SOSOK Ir. H. DJUANDA KARTAWIJAYA:
PERDANA MENTERI DAN PEJUANG LAUT YANG TANGGUH
(Peringatan Deklarasi Djuanda, 13 Desember 2007)

Nggak banyak generasi masa kini yang mengenal sosok Ir. H. Djuanda
Kartawidjaja, meski namanya sudah sangat banyak diabadikan ke dalam
nama jalan, nama bendungan, nama stasiun kereta api (di Jakarta) dan
bahkan nama bandar udara di kota Surabaya. Banyak tokoh-tokoh yang
hidup semasanya juga berpikir yang sama bahwa dalam dua puluh tahun
terakhir ini namanya tidak menjadi buah bibir generasi muda, padahal
Ir. H. Djuanda Kartawidjaja telah ditetapkan sebagai Pahlawan Nasiona
RI. Walah, jangan-jangan banyak para elit Republik ini mengalami
sindrom yang sama, yaitu sama sekali tidak mengenalnya. Ironis...
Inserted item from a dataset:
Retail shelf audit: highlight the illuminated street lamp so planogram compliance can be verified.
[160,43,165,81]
Tentunya hal ini menjadi kepedulian kita bersama. Perlu diketahui,
bahwa sejak masa awal kemerdekaan (1946) sampai meninggalnya 6
Nopember 1963 dalam usia 52
tahun, Ir. H. Djuanda K. selalu mendapat kepercayaan menjadi menteri
dalam berbagai kabinet, bahkan ketika meninggal masih menjabat sebagai
Menteri Pertama antara tahun 1959-1963, dan sebelumnya adalah Perdana
Menteri dan Menteri Pertahanan selama tahun 1957-1959.

Ir. H. Djuanda dilahirkan di Tasikmalaya, 14 januari 1911, merupakan
anak pertama pasangan Raden Kartawidjaja dan Nyi Monat, ayahnya
seorang Mantri Guru pada Hollandsch Inlansdsch School (HIS).
Pendidikan sekolah dasar diselesaikan di HIS dan kemudian pindah ke
sekolah untuk anak orang Eropa Europesche Lagere School (ELS), tamat
tahun 1924. Selanjutnya oleh ayahnya dimasukkan ke sekolah menengah
khusus orang Eropa yaitu Hogere Burger School (HBS) di Bandung, dan
lulus tahun 1929. Pada tahun yang sama dia masuk ke sekolah Tinggi
Teknik
(Technische Hooge School) di Bandung, mengambil jurusan teknik sipil
dan lulus tahun 1933. Semasa mudanya Djuanda hanya aktif dalam
organisasi non politik yaitu Paguyuban Pasundan dan anggota
Muhamadiyah, dan pernah menjadi pimpinan sekolah Muhamadiyah. Karir
selanjutnya dijalaninya sebagai pegawai Departemen Pekerjaan Umum
propinsi Jawa Barat, Hindia Belanda sejak tahun 1939.

Ir. Djuanda oleh kalangan pers dijuluki 'menteri marathon' karena
sejak awal kemerdekaan (1946) sudah menjabat sebagai menteri muda
perhubungan sampai menjadi Perdana Menteri dan Menteri Pertahanan
(1957-1959) sampai menjadi Menteri Pertama pada masa Demokrasi
Terpimpin (1959-1963). Sehingga dari tahun 1946 sampai meninggalnya
tahun 1963, beliau menjabat sekali sebagai menteri muda, 14 kali
sebagai menteri, dan sekali menjabat Perdana Menteri.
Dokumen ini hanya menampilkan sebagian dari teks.